Data Cloud Architecture

Salesforce Data Cloud (rebranded to Data 360 in October 2025) is a native lakehouse platform that ingests, harmonizes, unifies, and activates customer data at scale. For CTAs, Data Cloud represents the platform answer to Customer 360, replacing traditional ETL/MDM approaches with a metadata-driven, consumption-based data platform. This page covers the architecture in depth; for basic comparisons with external data options, see External Data.

Architecture Pipeline

Data Cloud processes data through six stages. Each stage transforms raw source data into unified, actionable customer insights.

Figure 1. Data Cloud’s six-stage pipeline expands on the four-stage summary: raw Data Stream Objects pass through cleaning and typing in the Prepare stage before mapping to canonical Data Model Objects. Identity resolution then runs on modeled data, ensuring unified profiles are built from clean, harmonized inputs rather than raw source records.

Reactive processing: Data Cloud does not poll for changes. Storage Native Change Events (SNCE) detect every write operation via atomic metadata pointer swaps, and Change Data Feed (CDF) identifies exactly which records changed, enabling incremental downstream processing.

Data Object Hierarchy

Understanding the DSO-DLO-DMO progression is foundational.
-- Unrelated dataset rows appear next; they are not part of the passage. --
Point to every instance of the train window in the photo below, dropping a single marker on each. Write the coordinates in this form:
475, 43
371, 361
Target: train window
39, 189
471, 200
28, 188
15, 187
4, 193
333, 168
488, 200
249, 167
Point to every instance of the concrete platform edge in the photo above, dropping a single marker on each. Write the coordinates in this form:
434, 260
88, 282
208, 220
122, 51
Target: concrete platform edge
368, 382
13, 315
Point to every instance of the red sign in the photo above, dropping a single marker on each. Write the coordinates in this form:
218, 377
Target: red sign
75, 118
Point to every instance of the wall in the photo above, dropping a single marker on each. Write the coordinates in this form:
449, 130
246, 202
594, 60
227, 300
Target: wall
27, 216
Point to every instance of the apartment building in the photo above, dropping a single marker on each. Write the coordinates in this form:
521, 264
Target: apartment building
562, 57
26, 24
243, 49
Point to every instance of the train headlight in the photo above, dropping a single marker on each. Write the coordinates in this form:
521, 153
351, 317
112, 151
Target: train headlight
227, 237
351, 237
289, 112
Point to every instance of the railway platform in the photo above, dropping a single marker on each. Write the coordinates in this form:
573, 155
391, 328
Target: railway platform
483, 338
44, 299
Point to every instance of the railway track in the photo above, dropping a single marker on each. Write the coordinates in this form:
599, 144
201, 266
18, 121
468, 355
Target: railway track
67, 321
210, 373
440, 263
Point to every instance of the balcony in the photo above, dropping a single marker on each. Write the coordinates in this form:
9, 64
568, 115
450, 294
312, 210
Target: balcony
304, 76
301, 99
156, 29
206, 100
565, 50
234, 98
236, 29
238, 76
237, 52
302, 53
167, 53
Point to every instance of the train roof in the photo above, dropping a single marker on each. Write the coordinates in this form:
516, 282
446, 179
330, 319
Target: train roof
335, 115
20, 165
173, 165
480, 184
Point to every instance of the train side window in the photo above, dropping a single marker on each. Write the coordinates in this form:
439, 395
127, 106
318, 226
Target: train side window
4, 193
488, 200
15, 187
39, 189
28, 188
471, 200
Each layer serves a different purpose.

Layer	Object	Storage	Purpose
Raw	Data Stream Object (DSO)	Materialized (Parquet/Iceberg)	Raw ingested data, schema as-is from source
Prepared	Data Lake Object (DLO)	Materialized (Parquet/Iceberg)	Cleaned, transformed data in the lakehouse
Modeled	Data Model Object (DMO)	Physical and virtual views	Harmonized canonical model mapped to Customer 360 schema

Figure 2. Each source system produces a Data Stream Object preserving the raw schema as-is. Transforms in the Prepare stage clean and type the data into Data Lake Objects. Multiple DLOs then map to a single canonical DMO (the Unified Individual), which becomes the basis for identity resolution and segmentation.

Data Spaces

Data Spaces provide logical partitions within a single Data Cloud instance, separating data by brand, region, department, or SDLC stage without provisioning separate orgs.

Data Sources, Data Streams, and DLOs can be shared across Data Spaces
DMOs and platform features (segments, activations) are isolated per Data Space
Permission Sets control read/write/admin access per Data Space
All operations are audit-logged for compliance

Identity Resolution

Identity resolution links records about the same entity across sources into a single Unified Profile. It uses a ruleset containing match rules and reconciliation rules.

Three-Stage Process

Figure 3. Identity resolution runs in three stages. Matching uses blocking keys to narrow candidates before scoring with exact and fuzzy rules. Clustering applies transitive matching: if A matches B and B matches C, all three merge into one cluster. Reconciliation then selects the winning field value per source priority or recency rules.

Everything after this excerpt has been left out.